Christine Lazerges, professeure de droit pénal et présidente de la Commission nationale consultative des droits de l’homme (CNCDH), détaille les conséquences de la logique de suspicion inaugurée par l’état d’urgence.

Certaines mesures de l’état d’urgence rendent-elles difficile le contrôle de la justice administrative ?

La faiblesse initiale du nombre de recours, eu égard au nombre de mesures ordonnées, s’explique très vraisemblablement par la mauvaise connaissance qu’ont ces personnes des voies d’accès à la justice administrative. Pour beaucoup d’entre elles, se faire assister d’un avocat n’est en outre pas une démarche naturelle.

L’assignation à résidence – comme d’ailleurs les autres mesures de police administrative de l’état d’urgence – est souvent ordonnée à partir des seules informations répertoriées dans les notes blanches rédigées par des fonctionnaires de la Direction générale de la sécurité intérieure (DGSI). Les magistrats de l’ordre administratif éprouvent les plus grandes difficultés à apprécier la valeur probante de tels documents, parfois imprécis, laconiques ou empreints de subjectivité. Quant aux avocats, ils disent avoir souvent le plus grand mal à apporter la preuve contraire, notamment du fait de la difficulté de réunir des éléments de preuve dans des délais très restreints ou de la difficulté de contester des informations non datées ou peu circonstanciées. Pour la CNCDH, une note blanche ne peut être considérée comme probante que si elle est suffisamment circonstanciée et précise, datée et signée.

En matière de perquisition, le nombre de recours formés devant le juge administratif est infime : une mesure contestée sur les 3 284 ordonnées au 3 février 2016 ! Plusieurs raisons peuvent expliquer ce très faible taux de contestation, notamment l’absence de remise à l’intéressé de l’ordre de perquisition (arrêté préfectoral) contenant les motifs la justifiant ou l’absence de remise d’un récépissé récapitulant les modalités de son déroulement.

Mais se pose surtout la question de l’utilité d’un recours, car le juge administratif se prononcera nécessairement après que la mesure aura produit tous ses effets.

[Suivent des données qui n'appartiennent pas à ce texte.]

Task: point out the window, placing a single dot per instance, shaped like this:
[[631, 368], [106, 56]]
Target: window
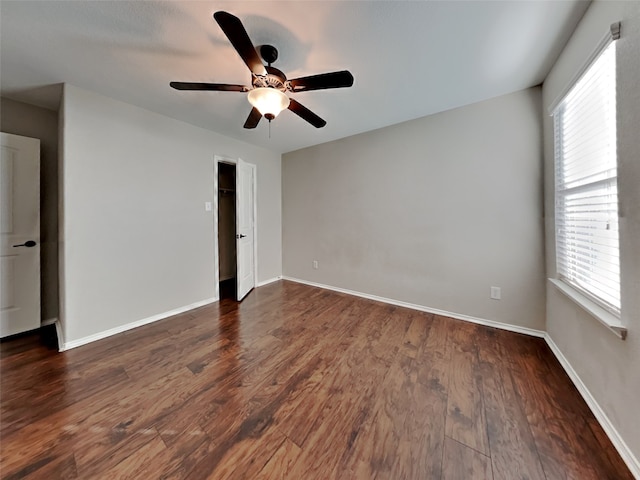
[[587, 245]]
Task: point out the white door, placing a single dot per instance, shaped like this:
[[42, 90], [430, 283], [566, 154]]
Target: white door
[[20, 234], [245, 228]]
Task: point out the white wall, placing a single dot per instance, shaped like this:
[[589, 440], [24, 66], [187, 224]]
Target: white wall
[[431, 212], [31, 121], [609, 367], [136, 240]]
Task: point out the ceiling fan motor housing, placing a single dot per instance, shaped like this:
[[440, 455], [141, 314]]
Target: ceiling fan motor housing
[[273, 79]]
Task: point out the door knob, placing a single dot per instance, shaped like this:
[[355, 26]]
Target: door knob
[[28, 244]]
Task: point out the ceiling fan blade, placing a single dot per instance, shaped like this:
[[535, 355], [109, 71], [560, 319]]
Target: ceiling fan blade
[[306, 114], [253, 118], [324, 80], [237, 35], [222, 87]]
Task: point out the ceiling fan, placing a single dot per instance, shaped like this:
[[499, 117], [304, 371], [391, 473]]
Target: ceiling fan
[[269, 86]]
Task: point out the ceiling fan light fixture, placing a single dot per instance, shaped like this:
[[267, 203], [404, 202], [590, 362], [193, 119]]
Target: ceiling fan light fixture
[[269, 101]]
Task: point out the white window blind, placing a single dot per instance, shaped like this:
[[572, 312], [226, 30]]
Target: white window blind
[[587, 245]]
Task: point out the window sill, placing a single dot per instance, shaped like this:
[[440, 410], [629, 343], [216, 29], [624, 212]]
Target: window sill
[[607, 319]]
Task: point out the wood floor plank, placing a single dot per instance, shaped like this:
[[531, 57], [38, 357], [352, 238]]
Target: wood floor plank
[[462, 462], [466, 421], [297, 382], [512, 447], [279, 465]]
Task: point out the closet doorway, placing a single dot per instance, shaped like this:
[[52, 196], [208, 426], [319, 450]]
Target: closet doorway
[[234, 218], [227, 230]]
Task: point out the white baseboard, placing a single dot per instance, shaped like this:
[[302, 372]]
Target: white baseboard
[[48, 321], [618, 442], [60, 335], [123, 328], [267, 282], [458, 316]]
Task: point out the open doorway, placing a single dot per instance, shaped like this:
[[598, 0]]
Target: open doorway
[[235, 216], [227, 230]]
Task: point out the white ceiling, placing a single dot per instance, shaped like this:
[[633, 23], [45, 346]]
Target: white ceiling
[[409, 58]]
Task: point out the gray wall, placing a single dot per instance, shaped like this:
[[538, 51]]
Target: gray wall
[[30, 121], [136, 240], [608, 367], [431, 212]]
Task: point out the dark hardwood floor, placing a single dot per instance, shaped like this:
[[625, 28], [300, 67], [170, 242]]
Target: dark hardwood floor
[[300, 383]]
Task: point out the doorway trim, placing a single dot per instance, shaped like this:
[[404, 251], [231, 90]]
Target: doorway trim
[[216, 247]]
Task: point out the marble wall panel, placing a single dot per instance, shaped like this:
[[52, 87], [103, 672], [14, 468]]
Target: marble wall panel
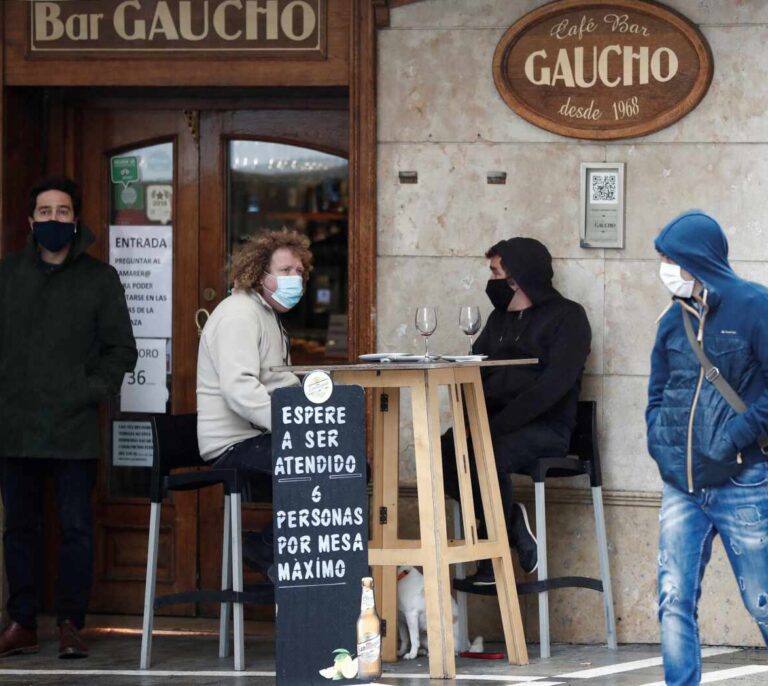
[[484, 13], [452, 210], [438, 85], [461, 14], [582, 281], [634, 298], [733, 109], [625, 460], [728, 181]]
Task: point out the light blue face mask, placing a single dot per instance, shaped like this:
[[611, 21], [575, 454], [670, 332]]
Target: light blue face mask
[[289, 290]]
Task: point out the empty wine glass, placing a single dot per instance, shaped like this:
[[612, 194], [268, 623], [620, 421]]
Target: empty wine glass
[[469, 322], [426, 323]]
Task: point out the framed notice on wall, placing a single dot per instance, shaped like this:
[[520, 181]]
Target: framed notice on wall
[[602, 205]]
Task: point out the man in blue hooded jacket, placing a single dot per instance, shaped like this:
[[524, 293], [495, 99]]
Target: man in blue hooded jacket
[[709, 455]]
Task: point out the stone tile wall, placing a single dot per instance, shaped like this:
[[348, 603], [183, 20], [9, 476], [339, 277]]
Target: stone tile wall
[[440, 115]]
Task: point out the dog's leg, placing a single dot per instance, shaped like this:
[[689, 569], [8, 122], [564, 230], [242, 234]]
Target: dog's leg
[[412, 618], [402, 632]]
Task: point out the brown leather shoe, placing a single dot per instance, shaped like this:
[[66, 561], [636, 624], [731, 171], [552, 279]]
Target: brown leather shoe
[[71, 644], [16, 640]]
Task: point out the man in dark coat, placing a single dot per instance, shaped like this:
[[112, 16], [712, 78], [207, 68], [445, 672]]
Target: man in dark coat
[[531, 409], [65, 344]]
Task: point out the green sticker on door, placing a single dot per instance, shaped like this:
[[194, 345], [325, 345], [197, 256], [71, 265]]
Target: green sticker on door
[[125, 169]]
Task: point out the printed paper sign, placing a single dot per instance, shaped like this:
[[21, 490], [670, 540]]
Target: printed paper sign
[[131, 444], [143, 257], [144, 389]]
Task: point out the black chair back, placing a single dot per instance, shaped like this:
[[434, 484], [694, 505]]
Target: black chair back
[[584, 440], [174, 445]]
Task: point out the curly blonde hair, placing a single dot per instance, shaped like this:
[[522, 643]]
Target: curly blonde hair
[[251, 261]]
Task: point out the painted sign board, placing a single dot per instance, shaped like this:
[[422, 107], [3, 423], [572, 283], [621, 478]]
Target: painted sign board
[[320, 506], [216, 28], [602, 69]]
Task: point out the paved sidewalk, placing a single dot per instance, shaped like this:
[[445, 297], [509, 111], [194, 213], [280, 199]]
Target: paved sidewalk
[[192, 660]]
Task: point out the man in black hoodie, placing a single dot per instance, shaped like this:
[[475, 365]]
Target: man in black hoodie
[[531, 409]]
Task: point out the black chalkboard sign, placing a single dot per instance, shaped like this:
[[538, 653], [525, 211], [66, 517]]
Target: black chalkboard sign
[[321, 533]]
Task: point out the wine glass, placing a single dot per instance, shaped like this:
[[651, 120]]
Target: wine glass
[[426, 323], [469, 322]]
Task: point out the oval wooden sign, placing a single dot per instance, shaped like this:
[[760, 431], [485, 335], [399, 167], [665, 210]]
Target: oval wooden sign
[[602, 70]]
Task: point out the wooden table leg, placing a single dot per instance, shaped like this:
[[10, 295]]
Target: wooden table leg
[[385, 509], [432, 521], [494, 518]]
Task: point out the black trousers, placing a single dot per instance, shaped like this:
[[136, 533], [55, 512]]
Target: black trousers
[[513, 452], [21, 483], [253, 459]]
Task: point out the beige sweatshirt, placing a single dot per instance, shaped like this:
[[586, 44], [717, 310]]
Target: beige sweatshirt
[[241, 340]]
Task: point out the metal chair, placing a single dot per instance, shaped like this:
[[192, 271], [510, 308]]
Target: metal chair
[[583, 458], [174, 447]]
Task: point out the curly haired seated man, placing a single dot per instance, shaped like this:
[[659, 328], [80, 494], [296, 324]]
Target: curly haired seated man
[[241, 341]]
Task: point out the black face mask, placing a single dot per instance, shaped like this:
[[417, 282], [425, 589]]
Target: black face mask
[[53, 235], [499, 293]]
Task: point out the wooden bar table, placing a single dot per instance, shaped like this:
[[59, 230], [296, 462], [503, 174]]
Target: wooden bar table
[[434, 551]]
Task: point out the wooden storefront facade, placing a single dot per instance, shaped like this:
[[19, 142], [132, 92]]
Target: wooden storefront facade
[[68, 107]]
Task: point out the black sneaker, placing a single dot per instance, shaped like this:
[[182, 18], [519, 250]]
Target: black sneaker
[[483, 575], [522, 539]]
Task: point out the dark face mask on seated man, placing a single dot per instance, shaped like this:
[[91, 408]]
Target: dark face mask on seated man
[[53, 235], [499, 293]]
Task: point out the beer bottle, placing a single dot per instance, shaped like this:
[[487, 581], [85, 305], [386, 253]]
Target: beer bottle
[[368, 635]]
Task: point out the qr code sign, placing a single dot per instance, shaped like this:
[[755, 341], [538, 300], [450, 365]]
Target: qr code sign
[[604, 187]]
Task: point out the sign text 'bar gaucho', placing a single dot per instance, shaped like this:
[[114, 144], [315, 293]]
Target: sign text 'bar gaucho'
[[602, 69], [280, 27]]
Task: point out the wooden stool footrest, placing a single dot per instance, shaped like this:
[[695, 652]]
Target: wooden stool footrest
[[466, 586]]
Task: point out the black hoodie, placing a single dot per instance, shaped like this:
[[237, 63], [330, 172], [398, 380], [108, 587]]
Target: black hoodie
[[553, 329]]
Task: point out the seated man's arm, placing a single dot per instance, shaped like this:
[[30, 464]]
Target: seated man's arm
[[234, 350], [564, 364]]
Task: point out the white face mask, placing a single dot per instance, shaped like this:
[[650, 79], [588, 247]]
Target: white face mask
[[672, 277]]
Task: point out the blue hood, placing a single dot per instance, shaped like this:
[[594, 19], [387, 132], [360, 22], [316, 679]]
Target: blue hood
[[695, 241]]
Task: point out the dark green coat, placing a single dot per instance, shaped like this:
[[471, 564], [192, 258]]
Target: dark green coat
[[65, 343]]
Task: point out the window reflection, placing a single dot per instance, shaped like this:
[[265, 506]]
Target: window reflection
[[272, 185]]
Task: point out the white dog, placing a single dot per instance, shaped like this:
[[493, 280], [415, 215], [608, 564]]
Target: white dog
[[412, 616]]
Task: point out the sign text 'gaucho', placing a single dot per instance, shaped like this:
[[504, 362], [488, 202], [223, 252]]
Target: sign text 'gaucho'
[[602, 70], [120, 26]]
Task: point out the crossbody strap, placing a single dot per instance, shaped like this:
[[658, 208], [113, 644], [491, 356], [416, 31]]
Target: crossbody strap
[[712, 374]]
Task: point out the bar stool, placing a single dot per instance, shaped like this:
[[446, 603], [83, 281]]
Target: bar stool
[[583, 458], [175, 446]]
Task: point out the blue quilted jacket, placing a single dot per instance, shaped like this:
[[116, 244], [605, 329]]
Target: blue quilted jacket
[[695, 437]]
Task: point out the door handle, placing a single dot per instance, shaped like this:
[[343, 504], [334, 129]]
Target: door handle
[[201, 317]]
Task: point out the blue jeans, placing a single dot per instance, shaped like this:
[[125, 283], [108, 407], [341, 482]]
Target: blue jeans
[[738, 512], [21, 482]]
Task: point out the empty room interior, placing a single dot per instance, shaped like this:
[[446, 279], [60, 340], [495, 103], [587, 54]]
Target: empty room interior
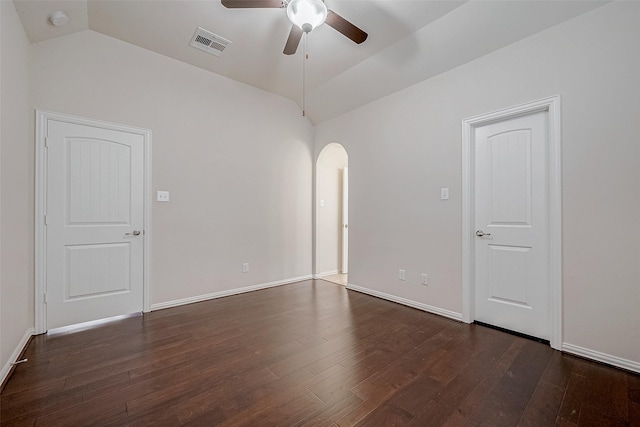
[[349, 212]]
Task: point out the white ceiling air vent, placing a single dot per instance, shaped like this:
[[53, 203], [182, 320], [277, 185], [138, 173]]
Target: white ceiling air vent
[[209, 42]]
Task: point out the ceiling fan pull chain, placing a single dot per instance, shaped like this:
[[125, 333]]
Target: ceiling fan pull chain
[[305, 56]]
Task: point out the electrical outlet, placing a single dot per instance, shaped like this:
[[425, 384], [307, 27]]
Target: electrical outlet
[[162, 196]]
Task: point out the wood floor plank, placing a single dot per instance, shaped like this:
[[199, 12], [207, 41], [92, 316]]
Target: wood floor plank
[[307, 354]]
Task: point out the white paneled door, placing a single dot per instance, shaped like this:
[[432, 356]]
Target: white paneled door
[[94, 223], [511, 235]]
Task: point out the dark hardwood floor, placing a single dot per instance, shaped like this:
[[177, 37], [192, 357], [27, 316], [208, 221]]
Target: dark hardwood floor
[[310, 353]]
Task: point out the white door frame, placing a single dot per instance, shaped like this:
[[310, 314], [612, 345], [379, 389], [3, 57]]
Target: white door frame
[[42, 121], [552, 107], [344, 267]]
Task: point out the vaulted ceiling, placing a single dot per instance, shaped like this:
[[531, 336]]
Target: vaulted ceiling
[[409, 40]]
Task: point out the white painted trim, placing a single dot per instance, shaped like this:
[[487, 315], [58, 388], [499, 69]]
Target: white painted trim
[[325, 274], [410, 303], [619, 362], [6, 369], [42, 120], [552, 106], [221, 294]]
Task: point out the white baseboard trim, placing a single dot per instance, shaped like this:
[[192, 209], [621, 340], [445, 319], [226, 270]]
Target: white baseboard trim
[[619, 362], [325, 274], [420, 306], [6, 369], [236, 291]]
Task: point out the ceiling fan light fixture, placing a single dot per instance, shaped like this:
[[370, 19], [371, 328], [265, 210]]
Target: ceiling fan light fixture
[[307, 14]]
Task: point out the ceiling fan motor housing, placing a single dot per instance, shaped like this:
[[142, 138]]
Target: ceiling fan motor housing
[[307, 14]]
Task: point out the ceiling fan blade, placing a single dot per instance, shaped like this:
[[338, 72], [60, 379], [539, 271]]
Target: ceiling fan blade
[[293, 41], [246, 4], [345, 27]]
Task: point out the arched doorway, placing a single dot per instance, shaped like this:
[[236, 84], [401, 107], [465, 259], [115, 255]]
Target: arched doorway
[[331, 251]]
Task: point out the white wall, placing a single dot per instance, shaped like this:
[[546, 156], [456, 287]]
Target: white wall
[[236, 160], [329, 168], [16, 189], [403, 148]]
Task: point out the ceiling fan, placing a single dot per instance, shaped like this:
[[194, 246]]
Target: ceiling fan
[[305, 15]]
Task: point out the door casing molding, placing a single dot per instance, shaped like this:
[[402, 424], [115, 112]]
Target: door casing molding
[[550, 105], [42, 120]]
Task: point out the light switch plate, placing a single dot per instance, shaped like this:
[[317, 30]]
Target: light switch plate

Il convient dès lors de réfléchir à la mise en place d’un régime de contrôle a priori, qui pourrait être confié à l’autorité judiciaire, comme c’est déjà le cas pour les perquisitions fiscales.

Le soupçon engendre-t-il des pratiques qui relèvent d’un détournement de l’état d’urgence ?

Il ressort des auditions conduites à la CNCDH que les personnes faisant l’objet des mesures relatives à l’état d’urgence ne sont pas seulement celles qui pourraient être soupçonnées d’appartenir à la mouvance terroriste. Sont également et très largement visés les musulmans ayant certes une pratique intense et ostensible de l’islam, mais résolument non violente.

Il a également été fait état de perquisitions à l’égard de Roms sans papiers ou à l’égard de migrants. Je rappelle qu’aux termes de l’article 4-1 du Pacte international relatif aux droits civils et politiques, les mesures prises dans le cadre de l’état d’urgence ne doivent en aucun cas entraîner une discrimination fondée « uniquement » sur la race, la couleur, le sexe, la langue, la religion ou l’origine sociale.

L’état d’urgence brouille-t-il la distinction entre police administrative et police judiciaire par l’instauration d’une logique fondée sur un soupçon généralisé de dangerosité ?

En pratique, le soupçon se manifeste par des obligations standardisées imposées aux assignés à résidence – obligation de ne pas sortir de leur commune, de pointer deux ou trois fois par jour au commissariat, et de rester à leur domicile en soirée et la nuit, entre autres contraintes. En effet, il faut avoir présent à l’esprit que l’insuffisance d’individualisation de la mesure peut engendrer des contraintes disproportionnées pour la personne qui en fait l’objet, disproportion qui risque de faire dégénérer l’assignation à résidence en une véritable privation de liberté devant relever du contrôle de l’autorité judiciaire aux termes de l’article 66 de la Constitution. Il en est de même lorsque l’intéressé se voit imposer des obligations, dont le degré d’exigence est tel qu’il subit non plus une restriction de sa liberté d’aller et de venir, mais une véritable privation de liberté individuelle.

J’insiste enfin sur les effets collatéraux désastreux sur la cohésion sociale des mesures que l’état d’urgence autorise dans une logique prédictive, avec seulement un contrôle a posteriori et sans qu’un juge judiciaire intervienne à quelque moment que ce soit.